The perspective of her potentially taking her own life certainly brings its share of reality checks. When we lose someone or feel helpless while witnessing someone in pain, it’s not uncommon to ask ourselves “what if?”, “what could have I done differently?”, “am I responsible for what is happening?”. These questions can be really helpful and help you grow, but they also hold the potential to be pretty destructive if it is met with too much shame. Guilt is uncomfortable, but it can also be a powerful stepping stone towards growth for you. If we don’t learn from what we evaluate as being personal mistakes, then we condemn ourselves to repeat it over and over through our life. That’s obviously not what you want, which is truly admirable.

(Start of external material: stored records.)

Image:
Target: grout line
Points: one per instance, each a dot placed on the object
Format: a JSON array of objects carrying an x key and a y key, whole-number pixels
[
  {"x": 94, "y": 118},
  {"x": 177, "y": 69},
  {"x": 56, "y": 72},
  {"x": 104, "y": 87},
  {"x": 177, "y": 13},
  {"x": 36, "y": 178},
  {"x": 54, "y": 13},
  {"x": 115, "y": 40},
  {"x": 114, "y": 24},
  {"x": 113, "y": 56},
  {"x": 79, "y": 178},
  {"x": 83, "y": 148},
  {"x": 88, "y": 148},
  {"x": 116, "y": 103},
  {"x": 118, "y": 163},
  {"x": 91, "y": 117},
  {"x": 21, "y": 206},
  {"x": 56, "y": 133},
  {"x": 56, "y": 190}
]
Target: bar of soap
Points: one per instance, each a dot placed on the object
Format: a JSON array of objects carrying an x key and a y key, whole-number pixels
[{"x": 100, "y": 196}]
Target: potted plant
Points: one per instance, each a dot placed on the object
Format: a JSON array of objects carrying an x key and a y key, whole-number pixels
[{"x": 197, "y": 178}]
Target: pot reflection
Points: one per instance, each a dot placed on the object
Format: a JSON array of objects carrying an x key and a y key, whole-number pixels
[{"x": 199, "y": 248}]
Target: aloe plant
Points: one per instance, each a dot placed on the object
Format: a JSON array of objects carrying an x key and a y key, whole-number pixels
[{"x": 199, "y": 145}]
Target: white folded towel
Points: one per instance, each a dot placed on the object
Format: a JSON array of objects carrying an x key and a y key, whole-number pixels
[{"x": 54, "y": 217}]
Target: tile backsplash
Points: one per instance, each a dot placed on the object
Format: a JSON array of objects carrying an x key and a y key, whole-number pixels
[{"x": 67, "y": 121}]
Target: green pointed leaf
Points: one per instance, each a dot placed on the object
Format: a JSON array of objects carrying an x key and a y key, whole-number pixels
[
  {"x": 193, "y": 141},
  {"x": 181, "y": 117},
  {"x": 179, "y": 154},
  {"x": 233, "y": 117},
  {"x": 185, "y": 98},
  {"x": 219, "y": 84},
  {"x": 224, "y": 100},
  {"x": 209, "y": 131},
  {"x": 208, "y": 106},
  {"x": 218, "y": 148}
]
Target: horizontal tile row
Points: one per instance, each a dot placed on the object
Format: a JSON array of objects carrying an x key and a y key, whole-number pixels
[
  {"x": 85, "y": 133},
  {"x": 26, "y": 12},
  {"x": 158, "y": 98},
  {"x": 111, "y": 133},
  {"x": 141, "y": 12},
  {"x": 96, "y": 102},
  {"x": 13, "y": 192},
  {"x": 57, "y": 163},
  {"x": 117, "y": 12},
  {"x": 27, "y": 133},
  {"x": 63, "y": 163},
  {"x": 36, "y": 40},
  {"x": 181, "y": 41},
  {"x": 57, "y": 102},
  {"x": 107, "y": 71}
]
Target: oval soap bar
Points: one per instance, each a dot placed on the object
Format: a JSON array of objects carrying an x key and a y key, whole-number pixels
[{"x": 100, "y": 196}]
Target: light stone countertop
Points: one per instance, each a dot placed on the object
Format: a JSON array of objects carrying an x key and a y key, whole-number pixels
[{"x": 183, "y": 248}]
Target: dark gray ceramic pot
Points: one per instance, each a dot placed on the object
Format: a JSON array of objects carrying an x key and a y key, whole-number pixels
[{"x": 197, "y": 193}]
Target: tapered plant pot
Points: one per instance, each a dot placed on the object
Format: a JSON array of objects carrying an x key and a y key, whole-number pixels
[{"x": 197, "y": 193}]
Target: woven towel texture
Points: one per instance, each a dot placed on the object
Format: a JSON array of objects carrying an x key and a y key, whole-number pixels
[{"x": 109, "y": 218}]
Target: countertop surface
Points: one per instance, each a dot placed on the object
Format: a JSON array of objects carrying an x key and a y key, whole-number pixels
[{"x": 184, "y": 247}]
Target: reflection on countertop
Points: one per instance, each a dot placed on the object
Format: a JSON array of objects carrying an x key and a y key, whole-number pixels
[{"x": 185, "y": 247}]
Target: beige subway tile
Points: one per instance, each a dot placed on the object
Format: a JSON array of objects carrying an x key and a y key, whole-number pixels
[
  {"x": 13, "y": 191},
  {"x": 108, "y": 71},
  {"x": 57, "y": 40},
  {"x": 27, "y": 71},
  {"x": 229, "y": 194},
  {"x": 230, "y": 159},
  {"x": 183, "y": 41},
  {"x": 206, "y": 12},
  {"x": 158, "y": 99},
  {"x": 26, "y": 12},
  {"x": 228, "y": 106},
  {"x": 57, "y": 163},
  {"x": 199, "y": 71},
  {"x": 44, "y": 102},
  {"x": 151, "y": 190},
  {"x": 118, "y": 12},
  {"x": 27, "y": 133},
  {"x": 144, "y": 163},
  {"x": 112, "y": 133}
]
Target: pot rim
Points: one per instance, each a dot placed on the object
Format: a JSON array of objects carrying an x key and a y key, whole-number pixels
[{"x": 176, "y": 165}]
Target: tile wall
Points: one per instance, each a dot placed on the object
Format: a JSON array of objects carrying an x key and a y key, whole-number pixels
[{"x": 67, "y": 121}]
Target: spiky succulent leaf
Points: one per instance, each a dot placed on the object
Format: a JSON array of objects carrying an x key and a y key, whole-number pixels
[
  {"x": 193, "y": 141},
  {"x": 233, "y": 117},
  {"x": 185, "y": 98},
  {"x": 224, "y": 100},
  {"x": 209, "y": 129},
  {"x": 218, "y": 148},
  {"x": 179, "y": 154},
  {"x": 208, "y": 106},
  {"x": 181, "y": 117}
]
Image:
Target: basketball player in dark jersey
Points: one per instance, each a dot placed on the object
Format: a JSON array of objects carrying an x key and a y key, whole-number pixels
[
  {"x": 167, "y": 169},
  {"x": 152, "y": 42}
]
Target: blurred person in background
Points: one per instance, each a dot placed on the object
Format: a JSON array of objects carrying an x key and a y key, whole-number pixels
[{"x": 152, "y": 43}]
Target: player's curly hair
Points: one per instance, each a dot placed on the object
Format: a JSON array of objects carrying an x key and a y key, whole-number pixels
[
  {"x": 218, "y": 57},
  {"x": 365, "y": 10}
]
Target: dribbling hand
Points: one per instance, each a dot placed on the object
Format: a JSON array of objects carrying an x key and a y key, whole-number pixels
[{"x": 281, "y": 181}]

It is really positive that you are working with your therapist, because guilt should never be the destination. It’s a tool. A very powerful one. And I truly commend you for acknowledging it and being honest with your story. A lot of people would have tried to hide it because of shame or a fear of judgment, although in the end we are our worst critics. But you are not running away. You are seeking truth, growth and accountability. You are trying to identify what belongs to you and what is about things that you can’t control. What you can do, 100%, is to learn to understand yourself better and why you have been feeling this need for a changing attachment with your ex. And as you have stated, to learn how to define boundaries with your ex that would be healthy for both of you. Timing plays a huge role in relationships. For now, you and her might need to keep some distance and heal your wounds on your own before eventually creating a new type of friendship with a new dynamic.

I hope you know that none of this makes you a bad person, and certainly not underserving to live. Your worth is not tied to this series of events. Although this is going to be a learning process for you, one that might be uncomfortable at times or even heartbreaking, but definitely something that is going to help you grow, to connect deeper with yourself, your needs, and understand others’ better too, as long as you remain open to it and keep seeking help.

Now you can sit down, observe the situation with a distance, acknowledge, understand and learn from what happened. Make sure to be honest with yourself, but also to give yourself a good amount of grace through that process. Between complete denial and a freezing self-bashing type of response, there is a real place for growth. Well done for engaging yourself on that path. Rest assured that you are not alone, and your life experiences - either positive or negative - only display that you are, ultimately, human.

Hold Fast. :hrtlegolove:


This topic was automatically closed after 365 days. New replies are no longer allowed.